Journalist und Bohèmien

Nach einer Lehre in einer Süßwarenfabrik wurde Dell Reporter und Journalist. 1908 schaffte er den Sprung zur Chicago Evening Post. Der neue Redakteur förderte Autoren wie Theodore Dreiser, Sherwood Anderson oder Carl Sandburg. Als Kritiker sei Dell „furchtlos und gerecht“, hieß es 1923 im Time Magazine.[3] 1911 holte ihn Francis Hackett als Chefredakteur zum gleichfalls in Chicago erscheinenden Wochenblatt Friday Literary Review, doch schon zwei Jahre darauf wechselte Dell nach New York, wo er rasch zu den führenden Figuren im Greenwich Village avancierte. Hier gab er, gemeinsam mit Linken wie Max Eastman, John Reed, Art Young und Robert Minor, von 1914 bis 1917 die Zeitschrift The Masses sowie von 1918 bis 1924 die Zeitschrift The Liberator heraus. Er gehörte außerdem zur Gruppe der Provincetown Players, die sozialkritische Stücke auf die Bühne brachten, etwa von Eugene O’Neill, auch von Dell selbst. In dieser Zeit ging er – nach einer Liebschaft mit der Lyrikerin Edna St. Vincent Millay – seine zweite Ehe ein (1919 mit Berta Marie Gage), die für den Rest seines Lebens halten sollte.
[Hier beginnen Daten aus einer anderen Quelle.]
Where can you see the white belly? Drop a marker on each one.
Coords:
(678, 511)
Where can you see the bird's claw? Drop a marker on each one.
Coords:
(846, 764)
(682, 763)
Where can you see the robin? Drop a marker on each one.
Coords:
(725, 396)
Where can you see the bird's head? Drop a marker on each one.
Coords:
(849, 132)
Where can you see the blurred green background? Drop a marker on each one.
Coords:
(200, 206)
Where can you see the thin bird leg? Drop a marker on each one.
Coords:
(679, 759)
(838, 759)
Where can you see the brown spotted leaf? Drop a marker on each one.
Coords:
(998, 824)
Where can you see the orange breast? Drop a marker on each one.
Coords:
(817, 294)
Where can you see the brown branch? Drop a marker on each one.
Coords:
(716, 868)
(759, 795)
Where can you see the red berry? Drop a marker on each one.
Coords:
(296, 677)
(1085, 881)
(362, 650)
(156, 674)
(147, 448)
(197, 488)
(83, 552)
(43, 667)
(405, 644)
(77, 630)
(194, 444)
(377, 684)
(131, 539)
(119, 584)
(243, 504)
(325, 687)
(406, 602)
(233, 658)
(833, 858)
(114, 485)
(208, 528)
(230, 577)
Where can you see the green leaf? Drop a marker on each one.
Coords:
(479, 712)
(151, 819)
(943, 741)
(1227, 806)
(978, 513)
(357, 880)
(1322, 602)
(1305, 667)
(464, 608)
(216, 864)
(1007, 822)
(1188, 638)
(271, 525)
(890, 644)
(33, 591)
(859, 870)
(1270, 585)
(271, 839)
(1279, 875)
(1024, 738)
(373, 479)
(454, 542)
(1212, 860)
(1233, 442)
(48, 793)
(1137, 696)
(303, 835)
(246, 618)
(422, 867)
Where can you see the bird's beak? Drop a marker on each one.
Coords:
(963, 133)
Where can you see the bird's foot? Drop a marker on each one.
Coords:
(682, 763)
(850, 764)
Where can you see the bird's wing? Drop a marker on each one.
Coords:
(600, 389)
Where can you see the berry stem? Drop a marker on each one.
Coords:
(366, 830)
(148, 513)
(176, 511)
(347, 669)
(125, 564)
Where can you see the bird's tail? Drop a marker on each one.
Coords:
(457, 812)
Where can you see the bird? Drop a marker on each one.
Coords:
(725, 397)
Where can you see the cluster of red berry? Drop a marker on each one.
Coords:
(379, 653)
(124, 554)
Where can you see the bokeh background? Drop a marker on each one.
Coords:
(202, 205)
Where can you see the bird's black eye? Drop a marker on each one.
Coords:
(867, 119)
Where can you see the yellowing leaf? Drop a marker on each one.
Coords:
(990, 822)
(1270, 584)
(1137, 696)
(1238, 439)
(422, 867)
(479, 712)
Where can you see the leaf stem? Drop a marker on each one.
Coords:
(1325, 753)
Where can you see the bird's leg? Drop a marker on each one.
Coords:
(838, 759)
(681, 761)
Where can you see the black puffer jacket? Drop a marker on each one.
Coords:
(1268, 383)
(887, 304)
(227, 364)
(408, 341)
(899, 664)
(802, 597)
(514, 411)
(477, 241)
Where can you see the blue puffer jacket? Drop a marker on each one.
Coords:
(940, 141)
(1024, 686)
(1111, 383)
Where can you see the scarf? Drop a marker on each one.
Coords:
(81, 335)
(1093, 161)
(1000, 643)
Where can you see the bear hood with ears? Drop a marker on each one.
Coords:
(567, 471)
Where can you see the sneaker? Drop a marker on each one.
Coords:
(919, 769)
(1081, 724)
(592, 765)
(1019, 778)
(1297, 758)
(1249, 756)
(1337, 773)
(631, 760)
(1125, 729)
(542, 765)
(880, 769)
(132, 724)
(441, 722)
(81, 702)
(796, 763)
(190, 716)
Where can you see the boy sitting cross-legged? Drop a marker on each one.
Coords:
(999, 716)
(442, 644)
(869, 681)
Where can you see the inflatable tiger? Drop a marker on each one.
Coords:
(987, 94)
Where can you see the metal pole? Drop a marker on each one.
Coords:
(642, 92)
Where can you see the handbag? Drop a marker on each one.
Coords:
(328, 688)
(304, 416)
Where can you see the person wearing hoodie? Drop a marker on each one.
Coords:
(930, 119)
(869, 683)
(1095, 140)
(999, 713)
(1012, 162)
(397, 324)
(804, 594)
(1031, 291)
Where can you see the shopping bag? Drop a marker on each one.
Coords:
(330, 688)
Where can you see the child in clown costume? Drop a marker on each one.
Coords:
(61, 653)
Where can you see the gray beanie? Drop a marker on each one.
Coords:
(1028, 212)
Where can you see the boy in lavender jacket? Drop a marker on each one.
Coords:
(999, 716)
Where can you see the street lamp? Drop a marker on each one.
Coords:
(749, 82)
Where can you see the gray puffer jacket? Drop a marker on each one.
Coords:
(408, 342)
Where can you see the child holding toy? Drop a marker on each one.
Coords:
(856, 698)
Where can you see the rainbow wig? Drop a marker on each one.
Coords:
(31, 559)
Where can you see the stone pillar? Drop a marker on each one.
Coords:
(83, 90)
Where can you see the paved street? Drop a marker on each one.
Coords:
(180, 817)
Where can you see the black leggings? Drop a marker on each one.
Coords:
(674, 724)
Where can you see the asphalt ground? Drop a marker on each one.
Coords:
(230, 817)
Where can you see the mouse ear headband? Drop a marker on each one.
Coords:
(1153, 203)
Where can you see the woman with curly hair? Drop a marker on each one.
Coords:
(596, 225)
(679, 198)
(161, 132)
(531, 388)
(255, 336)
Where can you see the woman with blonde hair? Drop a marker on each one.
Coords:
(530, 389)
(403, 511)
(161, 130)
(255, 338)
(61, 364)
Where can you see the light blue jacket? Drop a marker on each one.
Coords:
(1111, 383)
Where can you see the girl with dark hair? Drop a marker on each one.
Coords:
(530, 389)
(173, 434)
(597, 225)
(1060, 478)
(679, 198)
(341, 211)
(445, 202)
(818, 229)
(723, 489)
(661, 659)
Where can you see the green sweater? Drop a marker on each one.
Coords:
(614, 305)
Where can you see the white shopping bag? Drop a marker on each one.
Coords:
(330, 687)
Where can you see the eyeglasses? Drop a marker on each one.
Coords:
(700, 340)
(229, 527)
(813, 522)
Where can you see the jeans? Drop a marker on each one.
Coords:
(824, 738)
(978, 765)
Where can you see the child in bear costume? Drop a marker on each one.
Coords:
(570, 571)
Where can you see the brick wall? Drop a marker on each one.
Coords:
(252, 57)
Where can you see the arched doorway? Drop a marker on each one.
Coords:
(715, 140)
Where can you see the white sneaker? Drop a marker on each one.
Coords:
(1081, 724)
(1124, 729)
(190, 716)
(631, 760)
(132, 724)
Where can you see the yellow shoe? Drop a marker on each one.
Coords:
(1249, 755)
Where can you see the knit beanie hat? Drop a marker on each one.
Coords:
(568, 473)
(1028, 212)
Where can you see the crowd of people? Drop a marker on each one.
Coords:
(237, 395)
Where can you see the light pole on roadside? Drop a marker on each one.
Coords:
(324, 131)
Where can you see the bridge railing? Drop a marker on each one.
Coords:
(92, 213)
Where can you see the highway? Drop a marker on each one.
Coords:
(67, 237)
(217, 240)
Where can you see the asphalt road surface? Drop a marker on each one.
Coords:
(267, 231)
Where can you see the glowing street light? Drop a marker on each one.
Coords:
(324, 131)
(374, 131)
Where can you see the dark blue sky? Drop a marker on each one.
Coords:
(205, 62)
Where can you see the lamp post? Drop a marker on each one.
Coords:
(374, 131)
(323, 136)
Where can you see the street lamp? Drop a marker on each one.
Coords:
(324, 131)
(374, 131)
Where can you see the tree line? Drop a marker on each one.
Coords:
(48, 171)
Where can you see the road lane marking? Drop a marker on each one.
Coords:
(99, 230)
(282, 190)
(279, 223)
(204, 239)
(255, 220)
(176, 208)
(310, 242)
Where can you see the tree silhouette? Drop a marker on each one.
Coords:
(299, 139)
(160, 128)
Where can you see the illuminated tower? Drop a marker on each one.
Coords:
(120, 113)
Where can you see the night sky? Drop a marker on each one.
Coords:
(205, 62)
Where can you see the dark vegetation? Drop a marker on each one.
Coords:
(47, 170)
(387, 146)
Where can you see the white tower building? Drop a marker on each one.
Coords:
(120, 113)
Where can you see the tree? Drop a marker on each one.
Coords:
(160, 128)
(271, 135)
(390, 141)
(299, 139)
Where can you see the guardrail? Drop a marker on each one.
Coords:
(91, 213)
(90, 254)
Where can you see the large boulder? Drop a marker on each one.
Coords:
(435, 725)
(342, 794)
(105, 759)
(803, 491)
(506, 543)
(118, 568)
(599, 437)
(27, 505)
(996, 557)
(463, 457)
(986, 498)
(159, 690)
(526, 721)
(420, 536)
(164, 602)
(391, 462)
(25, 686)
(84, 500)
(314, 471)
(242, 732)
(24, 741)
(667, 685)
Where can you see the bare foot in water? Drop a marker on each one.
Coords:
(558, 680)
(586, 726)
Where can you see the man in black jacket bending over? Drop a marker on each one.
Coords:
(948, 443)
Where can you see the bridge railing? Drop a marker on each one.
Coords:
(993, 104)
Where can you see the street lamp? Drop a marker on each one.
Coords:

Mit 22 hatte er die zwölf Jahre ältere Margery Currey geheiratet. Ungeachtet dieser Formalien schrieb Dell für Frauenbefreiung und Geburtenkontrolle – und gegen das Eingreifen der USA in den Ersten Weltkrieg. Eine diesbezügliche Anklage gegen ihn und etliche prominente Kollegen wurde 1919 niedergeschlagen.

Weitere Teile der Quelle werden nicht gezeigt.